Kortom, de energietransitie is in volle gang en biedt legio kansen, maar kent ook dito groeipijnen waarvan er sommigen wel heel hardnekkig zijn.

Tussen wal en schip
Als we iets kritischer kijken, kan je je afvragen in hoeverre zonnestroom voor iedere consument in Nederland toegankelijk is. Van de 7,4 miljoen woningen die ons land telt, is ongeveer 3,5 miljoen in bezit van een commerciële partij of woningcorporatie.

De huurder van zo’n woning heeft uiteraard minder of geen invloed op de keuze voor zon en kan zodoende ook minder ondernemen om de gestegen energiekosten het hoofd te bieden. Dit terwijl juist de sociale huurder dit financiële voordeel goed kan gebruiken.

Gelukkig zijn corporaties en vastgoedinvesteerders in toenemende mate overtuigd van de businesscase, de nood om te verduurzamen en, of het sociaal-financiële aspect en wordt er flink doorgepakt met installeren. En toch is er een grote groep huurders die buiten de boot valt omdat het ‘bezit’ dat men huurt zich niet kwalificeert voor een zonnepaneelinstallatie.

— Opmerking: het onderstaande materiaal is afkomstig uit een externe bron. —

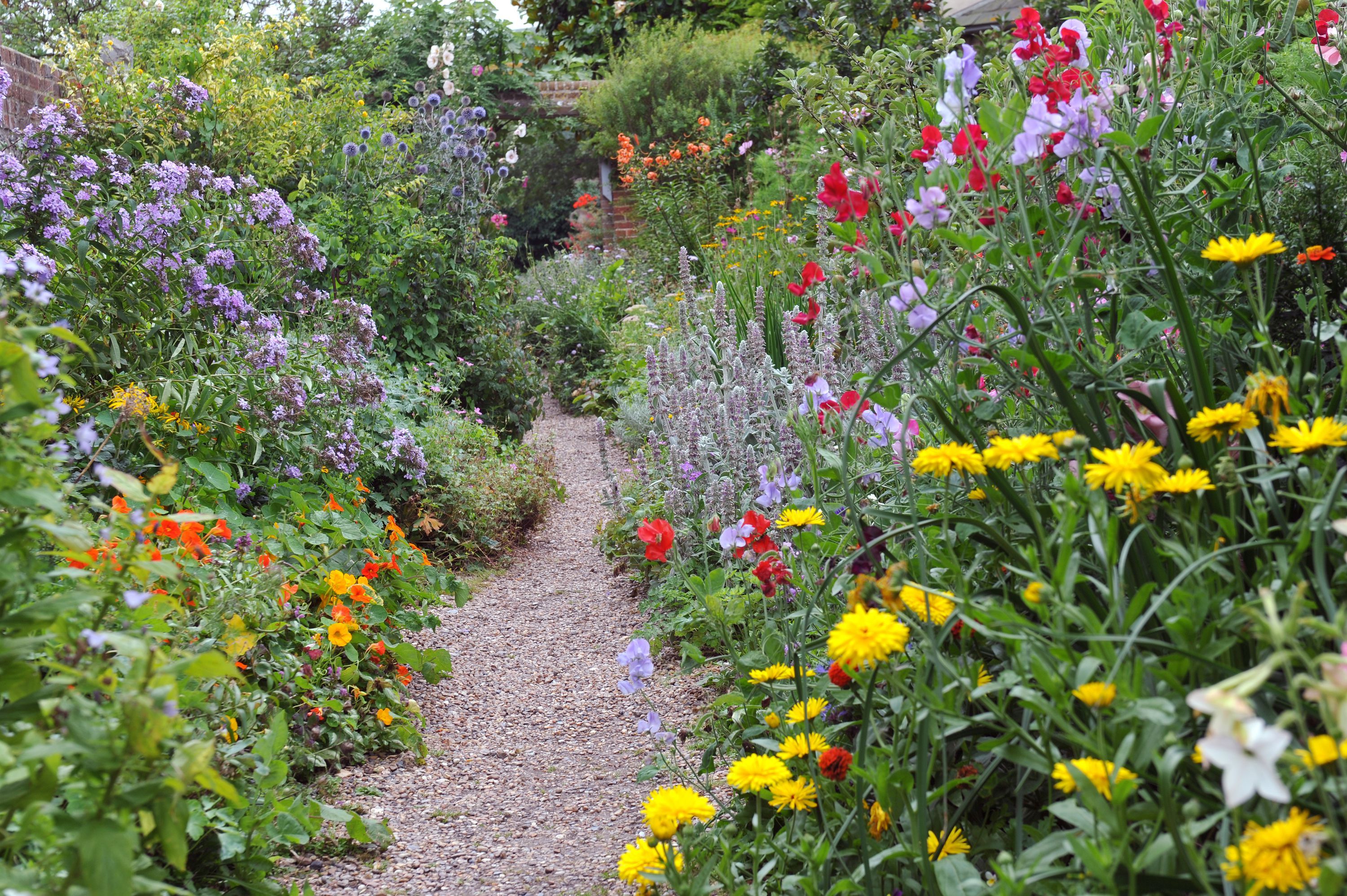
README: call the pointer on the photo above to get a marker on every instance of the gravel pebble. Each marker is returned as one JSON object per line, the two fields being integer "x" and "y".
{"x": 531, "y": 781}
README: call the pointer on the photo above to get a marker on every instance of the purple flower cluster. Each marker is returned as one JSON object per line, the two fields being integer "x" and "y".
{"x": 406, "y": 455}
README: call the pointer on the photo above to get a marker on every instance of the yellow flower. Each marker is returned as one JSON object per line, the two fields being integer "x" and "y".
{"x": 797, "y": 793}
{"x": 1100, "y": 773}
{"x": 1222, "y": 422}
{"x": 954, "y": 845}
{"x": 799, "y": 519}
{"x": 669, "y": 809}
{"x": 941, "y": 460}
{"x": 1096, "y": 694}
{"x": 1267, "y": 394}
{"x": 1283, "y": 856}
{"x": 929, "y": 607}
{"x": 1310, "y": 437}
{"x": 806, "y": 711}
{"x": 756, "y": 771}
{"x": 867, "y": 637}
{"x": 1184, "y": 483}
{"x": 1004, "y": 453}
{"x": 774, "y": 673}
{"x": 879, "y": 821}
{"x": 1242, "y": 251}
{"x": 1125, "y": 466}
{"x": 1323, "y": 751}
{"x": 340, "y": 583}
{"x": 798, "y": 747}
{"x": 642, "y": 859}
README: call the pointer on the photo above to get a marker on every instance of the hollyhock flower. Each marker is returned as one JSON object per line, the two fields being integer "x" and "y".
{"x": 658, "y": 537}
{"x": 639, "y": 665}
{"x": 927, "y": 208}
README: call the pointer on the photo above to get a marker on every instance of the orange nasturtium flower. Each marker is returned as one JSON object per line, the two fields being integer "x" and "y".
{"x": 1316, "y": 254}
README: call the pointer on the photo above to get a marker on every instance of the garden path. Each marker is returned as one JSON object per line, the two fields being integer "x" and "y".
{"x": 531, "y": 782}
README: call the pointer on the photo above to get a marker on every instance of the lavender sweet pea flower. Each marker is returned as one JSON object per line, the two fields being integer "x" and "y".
{"x": 926, "y": 209}
{"x": 922, "y": 317}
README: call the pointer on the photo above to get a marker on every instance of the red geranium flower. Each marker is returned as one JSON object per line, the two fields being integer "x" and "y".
{"x": 834, "y": 763}
{"x": 658, "y": 537}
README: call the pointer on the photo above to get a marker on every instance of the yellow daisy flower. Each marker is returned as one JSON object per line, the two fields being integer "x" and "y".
{"x": 941, "y": 460}
{"x": 1004, "y": 453}
{"x": 1125, "y": 466}
{"x": 798, "y": 518}
{"x": 1310, "y": 437}
{"x": 1222, "y": 422}
{"x": 867, "y": 637}
{"x": 1100, "y": 773}
{"x": 797, "y": 793}
{"x": 806, "y": 711}
{"x": 799, "y": 746}
{"x": 756, "y": 773}
{"x": 1241, "y": 251}
{"x": 1096, "y": 694}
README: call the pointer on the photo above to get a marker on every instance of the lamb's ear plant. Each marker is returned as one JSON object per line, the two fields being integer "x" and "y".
{"x": 1078, "y": 628}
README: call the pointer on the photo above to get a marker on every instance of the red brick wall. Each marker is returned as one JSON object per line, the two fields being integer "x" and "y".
{"x": 35, "y": 84}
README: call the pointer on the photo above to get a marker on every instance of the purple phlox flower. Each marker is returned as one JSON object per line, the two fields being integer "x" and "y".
{"x": 926, "y": 209}
{"x": 908, "y": 295}
{"x": 922, "y": 317}
{"x": 736, "y": 536}
{"x": 639, "y": 665}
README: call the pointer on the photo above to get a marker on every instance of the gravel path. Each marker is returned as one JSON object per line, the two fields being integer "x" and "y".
{"x": 531, "y": 781}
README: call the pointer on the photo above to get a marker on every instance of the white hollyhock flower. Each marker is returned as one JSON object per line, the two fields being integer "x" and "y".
{"x": 1248, "y": 758}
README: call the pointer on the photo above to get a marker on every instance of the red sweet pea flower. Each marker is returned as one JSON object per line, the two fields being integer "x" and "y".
{"x": 805, "y": 318}
{"x": 658, "y": 537}
{"x": 834, "y": 763}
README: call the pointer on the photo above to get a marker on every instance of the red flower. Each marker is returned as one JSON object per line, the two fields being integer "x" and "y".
{"x": 658, "y": 537}
{"x": 805, "y": 318}
{"x": 834, "y": 763}
{"x": 837, "y": 194}
{"x": 771, "y": 573}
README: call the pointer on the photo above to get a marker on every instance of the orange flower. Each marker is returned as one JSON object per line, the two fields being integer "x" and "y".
{"x": 1316, "y": 254}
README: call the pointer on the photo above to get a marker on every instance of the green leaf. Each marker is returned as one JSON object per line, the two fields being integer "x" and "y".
{"x": 107, "y": 852}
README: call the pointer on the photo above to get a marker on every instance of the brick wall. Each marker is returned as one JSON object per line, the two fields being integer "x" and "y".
{"x": 35, "y": 84}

Die groep heeft de pech een woning te huren die op de nominatie staat om gerenoveerd te worden tussen nu en ongeveer vijftien jaar. Gezien het meerjarenbeleid van woningcorporaties en vastgoedbeleggers een begrijpelijke keuze. De levensduur van een nieuw dak en zonnepaneelinstallatie zijn beiden langer dan twintig jaar en wil je zo veel mogelijk op elkaar aan laten sluiten.

En toch is het vreemd: Economisch gezien is de terugverdientijd in de particuliere sector vijf tot zeven jaar, maar we krijgen de businesscase voor een huurwoning voor de komende tien à vijftien jaar niet rond.

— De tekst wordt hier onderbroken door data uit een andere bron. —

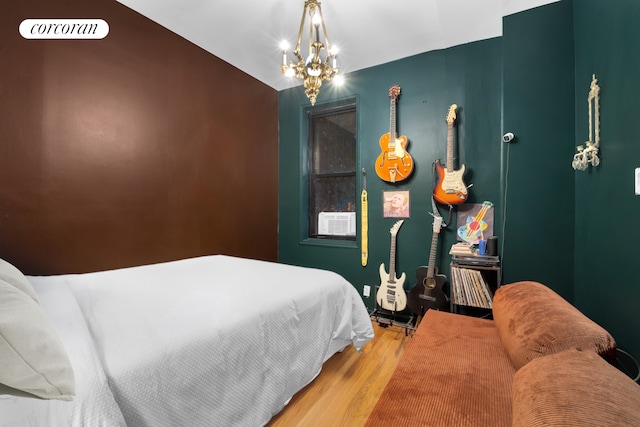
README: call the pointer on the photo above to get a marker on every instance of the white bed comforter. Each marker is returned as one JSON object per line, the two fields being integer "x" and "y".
{"x": 216, "y": 340}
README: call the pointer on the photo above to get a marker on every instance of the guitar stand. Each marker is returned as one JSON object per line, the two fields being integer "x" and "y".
{"x": 401, "y": 319}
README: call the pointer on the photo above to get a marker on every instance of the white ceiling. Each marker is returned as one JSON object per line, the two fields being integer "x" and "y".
{"x": 367, "y": 32}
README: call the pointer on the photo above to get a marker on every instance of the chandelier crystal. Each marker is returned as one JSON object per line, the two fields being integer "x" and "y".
{"x": 312, "y": 69}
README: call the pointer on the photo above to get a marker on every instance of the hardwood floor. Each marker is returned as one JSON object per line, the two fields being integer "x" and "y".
{"x": 347, "y": 388}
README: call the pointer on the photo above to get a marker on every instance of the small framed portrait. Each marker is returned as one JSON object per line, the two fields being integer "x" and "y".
{"x": 396, "y": 204}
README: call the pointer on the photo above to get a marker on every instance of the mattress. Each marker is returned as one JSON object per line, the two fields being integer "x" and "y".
{"x": 213, "y": 340}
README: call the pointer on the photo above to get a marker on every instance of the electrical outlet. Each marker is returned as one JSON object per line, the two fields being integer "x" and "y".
{"x": 366, "y": 291}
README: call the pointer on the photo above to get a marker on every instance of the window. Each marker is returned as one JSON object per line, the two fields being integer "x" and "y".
{"x": 332, "y": 152}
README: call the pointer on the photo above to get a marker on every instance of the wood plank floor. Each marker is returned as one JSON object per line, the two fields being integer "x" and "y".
{"x": 347, "y": 388}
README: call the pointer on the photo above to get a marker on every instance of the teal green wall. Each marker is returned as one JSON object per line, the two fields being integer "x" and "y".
{"x": 538, "y": 106}
{"x": 572, "y": 230}
{"x": 467, "y": 75}
{"x": 607, "y": 287}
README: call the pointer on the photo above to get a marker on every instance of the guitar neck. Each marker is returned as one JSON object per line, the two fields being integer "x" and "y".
{"x": 392, "y": 123}
{"x": 449, "y": 147}
{"x": 432, "y": 255}
{"x": 392, "y": 260}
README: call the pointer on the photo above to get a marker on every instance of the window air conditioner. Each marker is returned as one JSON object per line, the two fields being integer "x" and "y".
{"x": 337, "y": 223}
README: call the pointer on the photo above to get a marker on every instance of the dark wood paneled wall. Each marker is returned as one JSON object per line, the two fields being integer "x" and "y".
{"x": 137, "y": 148}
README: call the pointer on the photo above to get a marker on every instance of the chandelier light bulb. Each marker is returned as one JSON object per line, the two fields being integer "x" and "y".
{"x": 313, "y": 66}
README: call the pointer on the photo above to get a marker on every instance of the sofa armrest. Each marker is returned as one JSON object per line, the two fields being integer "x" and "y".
{"x": 574, "y": 388}
{"x": 532, "y": 321}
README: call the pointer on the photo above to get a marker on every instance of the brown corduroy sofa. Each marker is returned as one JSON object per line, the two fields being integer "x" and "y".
{"x": 539, "y": 362}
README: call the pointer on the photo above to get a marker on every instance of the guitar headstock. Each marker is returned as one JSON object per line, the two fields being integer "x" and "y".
{"x": 396, "y": 227}
{"x": 394, "y": 92}
{"x": 451, "y": 116}
{"x": 437, "y": 224}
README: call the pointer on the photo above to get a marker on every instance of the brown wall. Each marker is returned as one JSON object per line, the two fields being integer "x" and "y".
{"x": 137, "y": 148}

Op basis van onderzoek van Dutch New Energy Research en Aedes en een rondgang langs corporaties, schat ik dat zo’n 150 tot 200.00 huurders tot deze groep behoren. Wetende dat onder sociale huurders meer energiearmoede heerst, zouden we als sector samen met woningcorporaties de sociale plicht moeten hebben oplossingen te vinden.

Het nieuwe businessmodel
Hoe we in de keten samenwerken met corporaties, is onderdeel van het probleem, maar – mijns inziens – óók van de oplossing. De focus en dus het verdienmodel van de handels-, project-, marketing- en installatieketen is vooral gericht op de eenmalige transactie: het verkopen van een product of het installeren van een systeem.

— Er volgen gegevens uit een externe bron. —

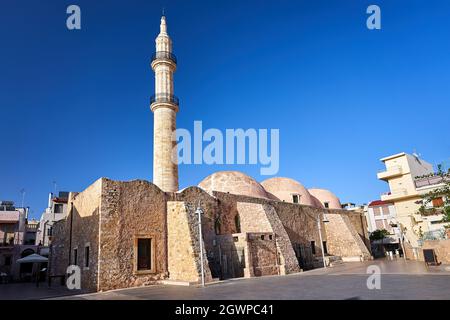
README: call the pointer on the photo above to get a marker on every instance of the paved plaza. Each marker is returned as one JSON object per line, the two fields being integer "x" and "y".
{"x": 399, "y": 280}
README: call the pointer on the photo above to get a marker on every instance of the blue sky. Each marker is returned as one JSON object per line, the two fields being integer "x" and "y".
{"x": 75, "y": 104}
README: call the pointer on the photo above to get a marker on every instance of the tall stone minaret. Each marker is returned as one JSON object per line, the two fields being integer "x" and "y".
{"x": 164, "y": 106}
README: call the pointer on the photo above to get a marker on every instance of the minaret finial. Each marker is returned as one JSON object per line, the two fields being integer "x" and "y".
{"x": 163, "y": 26}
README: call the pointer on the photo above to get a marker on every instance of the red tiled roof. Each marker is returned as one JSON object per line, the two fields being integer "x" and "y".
{"x": 379, "y": 203}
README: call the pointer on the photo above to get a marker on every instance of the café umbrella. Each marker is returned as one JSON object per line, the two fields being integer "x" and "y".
{"x": 33, "y": 258}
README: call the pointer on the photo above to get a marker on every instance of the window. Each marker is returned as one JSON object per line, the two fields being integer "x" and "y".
{"x": 313, "y": 247}
{"x": 75, "y": 256}
{"x": 86, "y": 257}
{"x": 59, "y": 207}
{"x": 144, "y": 253}
{"x": 237, "y": 222}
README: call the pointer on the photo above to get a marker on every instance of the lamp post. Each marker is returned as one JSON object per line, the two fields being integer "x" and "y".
{"x": 319, "y": 226}
{"x": 199, "y": 213}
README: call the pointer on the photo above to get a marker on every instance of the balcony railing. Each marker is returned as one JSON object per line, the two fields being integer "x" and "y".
{"x": 164, "y": 55}
{"x": 389, "y": 172}
{"x": 429, "y": 181}
{"x": 164, "y": 98}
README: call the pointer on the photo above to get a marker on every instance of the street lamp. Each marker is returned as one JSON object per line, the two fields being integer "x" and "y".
{"x": 199, "y": 213}
{"x": 319, "y": 226}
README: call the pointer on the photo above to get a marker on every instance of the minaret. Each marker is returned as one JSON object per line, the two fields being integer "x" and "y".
{"x": 164, "y": 106}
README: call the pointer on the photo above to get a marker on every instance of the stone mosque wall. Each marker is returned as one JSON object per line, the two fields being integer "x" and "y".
{"x": 242, "y": 235}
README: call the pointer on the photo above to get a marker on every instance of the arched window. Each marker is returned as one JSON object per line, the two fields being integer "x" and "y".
{"x": 237, "y": 223}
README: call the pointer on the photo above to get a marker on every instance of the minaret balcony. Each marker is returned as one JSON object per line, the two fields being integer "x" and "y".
{"x": 164, "y": 98}
{"x": 164, "y": 55}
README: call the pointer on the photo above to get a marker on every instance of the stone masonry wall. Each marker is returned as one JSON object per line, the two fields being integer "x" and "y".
{"x": 343, "y": 240}
{"x": 131, "y": 210}
{"x": 263, "y": 251}
{"x": 83, "y": 219}
{"x": 263, "y": 218}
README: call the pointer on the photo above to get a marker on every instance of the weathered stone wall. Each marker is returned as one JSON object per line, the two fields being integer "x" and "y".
{"x": 300, "y": 223}
{"x": 343, "y": 239}
{"x": 59, "y": 249}
{"x": 184, "y": 263}
{"x": 83, "y": 220}
{"x": 359, "y": 222}
{"x": 263, "y": 218}
{"x": 193, "y": 197}
{"x": 130, "y": 210}
{"x": 441, "y": 249}
{"x": 263, "y": 254}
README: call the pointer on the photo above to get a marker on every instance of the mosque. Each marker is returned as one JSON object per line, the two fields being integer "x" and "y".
{"x": 125, "y": 234}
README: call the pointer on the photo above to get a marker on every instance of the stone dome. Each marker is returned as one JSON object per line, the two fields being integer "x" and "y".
{"x": 316, "y": 202}
{"x": 234, "y": 182}
{"x": 285, "y": 188}
{"x": 324, "y": 196}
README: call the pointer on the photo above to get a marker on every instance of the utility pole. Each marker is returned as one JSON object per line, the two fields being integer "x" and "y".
{"x": 22, "y": 191}
{"x": 199, "y": 213}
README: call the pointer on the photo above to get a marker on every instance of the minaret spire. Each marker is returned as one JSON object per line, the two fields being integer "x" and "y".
{"x": 163, "y": 26}
{"x": 164, "y": 106}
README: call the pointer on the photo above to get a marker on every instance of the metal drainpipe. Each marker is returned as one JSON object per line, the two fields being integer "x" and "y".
{"x": 70, "y": 232}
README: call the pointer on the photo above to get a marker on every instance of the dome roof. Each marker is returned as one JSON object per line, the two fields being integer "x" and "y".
{"x": 234, "y": 182}
{"x": 285, "y": 188}
{"x": 326, "y": 196}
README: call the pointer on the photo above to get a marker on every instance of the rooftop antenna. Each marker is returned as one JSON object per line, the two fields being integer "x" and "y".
{"x": 22, "y": 191}
{"x": 417, "y": 155}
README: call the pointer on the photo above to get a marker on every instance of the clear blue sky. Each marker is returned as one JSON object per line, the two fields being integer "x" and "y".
{"x": 75, "y": 105}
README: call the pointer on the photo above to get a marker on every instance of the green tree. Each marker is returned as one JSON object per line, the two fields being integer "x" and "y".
{"x": 441, "y": 192}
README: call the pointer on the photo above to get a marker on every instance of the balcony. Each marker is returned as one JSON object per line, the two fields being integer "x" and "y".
{"x": 164, "y": 55}
{"x": 395, "y": 194}
{"x": 164, "y": 98}
{"x": 430, "y": 181}
{"x": 390, "y": 172}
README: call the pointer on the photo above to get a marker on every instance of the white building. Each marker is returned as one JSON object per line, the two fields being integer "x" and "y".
{"x": 55, "y": 211}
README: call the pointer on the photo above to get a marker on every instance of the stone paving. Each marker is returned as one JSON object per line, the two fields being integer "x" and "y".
{"x": 399, "y": 280}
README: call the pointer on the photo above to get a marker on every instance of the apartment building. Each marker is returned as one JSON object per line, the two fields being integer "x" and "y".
{"x": 409, "y": 178}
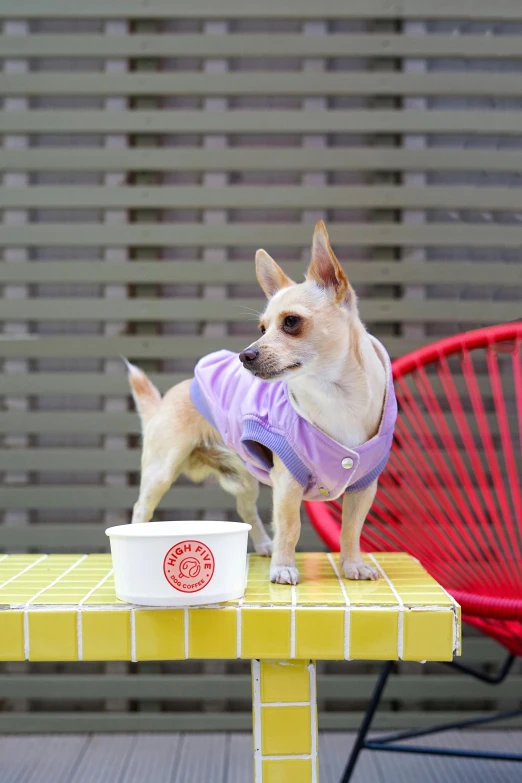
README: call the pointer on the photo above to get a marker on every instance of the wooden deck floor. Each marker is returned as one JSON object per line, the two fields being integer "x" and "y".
{"x": 226, "y": 758}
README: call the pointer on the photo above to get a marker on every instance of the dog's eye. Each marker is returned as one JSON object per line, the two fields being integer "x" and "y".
{"x": 291, "y": 322}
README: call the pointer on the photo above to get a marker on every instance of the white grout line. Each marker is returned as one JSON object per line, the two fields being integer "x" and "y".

Dat terwijl het gehele systeem een waarde kent van meer dan twintig jaar en de corporatie de huurder een blijvend functionerend systeem aan wil bieden. Aan de andere kant is het de corporatie die op basis van historische data een businesscase goed- of afkeurt. Het interne beleid van de financiële of inkoopafdeling viert dan de boventoon.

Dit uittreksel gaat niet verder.